Metro

MTA’s bus cuts strain subways

The MTA’s drastic service cuts last year have forced thousands of bus riders to take to the already-crowded subways.

More than a year after the cuts rewrote the city’s mass-transit map, nearly every facet of the agency’s operations — including local buses, express buses, bridges and tunnels — has seen a significant drop in users.

Except the subways.

The drop in ridership is so dramatic that at a recent MTA committee meeting, one dumbfounded board member asked, “Where are the people going?”

The answer, in many cases, is underground.

“I’ve been in this business for 35 years and whenever you cut service, there’s a vicious circle with respect to the negative impact you have,” NYC Transit President Thomas Prendergast said.

“But at the end of the day, you have a certain amount of money; you have to provide the service. So that’s the conundrum we have.”

He also blamed some of the drop in bus ridership on the bad economy, which means fewer commuters.

Over the past 12 months, weekday subway ridership rose by 2.1 percent, according to the MTA.

During the same period, local MTA buses — which bore the brunt of the service cuts — had the largest drop, down 5 percent in weekday ridership.

NYCT express buses lost 4 percent during the same time period.

Even the MTA’s bridges and tunnels — which saw toll increases in January — have seen fewer drivers, dropping 2.3 percent of their weekday users.

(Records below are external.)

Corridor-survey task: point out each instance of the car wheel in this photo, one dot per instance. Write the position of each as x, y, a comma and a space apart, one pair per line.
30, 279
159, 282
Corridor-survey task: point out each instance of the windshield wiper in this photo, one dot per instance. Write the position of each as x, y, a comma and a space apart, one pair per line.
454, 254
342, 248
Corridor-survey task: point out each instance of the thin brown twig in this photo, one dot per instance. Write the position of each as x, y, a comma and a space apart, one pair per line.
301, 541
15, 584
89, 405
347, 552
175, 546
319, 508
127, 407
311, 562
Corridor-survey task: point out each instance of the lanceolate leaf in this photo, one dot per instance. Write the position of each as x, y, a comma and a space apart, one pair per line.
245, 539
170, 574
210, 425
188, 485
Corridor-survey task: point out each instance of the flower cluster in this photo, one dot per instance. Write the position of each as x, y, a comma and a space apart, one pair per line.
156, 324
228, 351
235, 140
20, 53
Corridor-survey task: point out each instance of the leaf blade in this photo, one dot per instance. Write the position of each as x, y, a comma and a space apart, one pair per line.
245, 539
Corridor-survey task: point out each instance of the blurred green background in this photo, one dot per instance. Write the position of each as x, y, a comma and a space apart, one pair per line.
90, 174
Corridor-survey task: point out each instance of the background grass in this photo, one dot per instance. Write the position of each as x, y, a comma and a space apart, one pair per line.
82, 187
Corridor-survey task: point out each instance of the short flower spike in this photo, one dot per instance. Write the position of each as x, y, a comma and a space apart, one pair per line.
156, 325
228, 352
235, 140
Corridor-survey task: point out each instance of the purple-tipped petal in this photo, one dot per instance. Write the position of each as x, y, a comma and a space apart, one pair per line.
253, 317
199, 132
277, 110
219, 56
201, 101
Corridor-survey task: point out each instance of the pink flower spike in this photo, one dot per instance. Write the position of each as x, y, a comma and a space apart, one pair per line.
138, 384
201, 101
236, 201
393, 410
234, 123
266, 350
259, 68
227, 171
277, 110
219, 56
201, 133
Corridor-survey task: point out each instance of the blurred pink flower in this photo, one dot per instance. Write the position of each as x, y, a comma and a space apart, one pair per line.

The spike in subway ridership creates a different set of problems — like straining the aging network, which was hit with big service cuts in 2010.

“If people are abandoning buses, which they are, and turning to subway service — which isn’t improving — that means much more crush conditions,” said MTA board member Andrew Albert.

“There’s the possibility of turning people off to the system for good.”

The subway is so busy that officials just announced they were shutting down whole segments in Manhattan for five-night stretches several times each year, starting in January, for repairs.

That unprecedented shutdown of the famous 24/7 operation is being done because the system has become chock full of straphangers during weekends, when the MTA usually does repairs.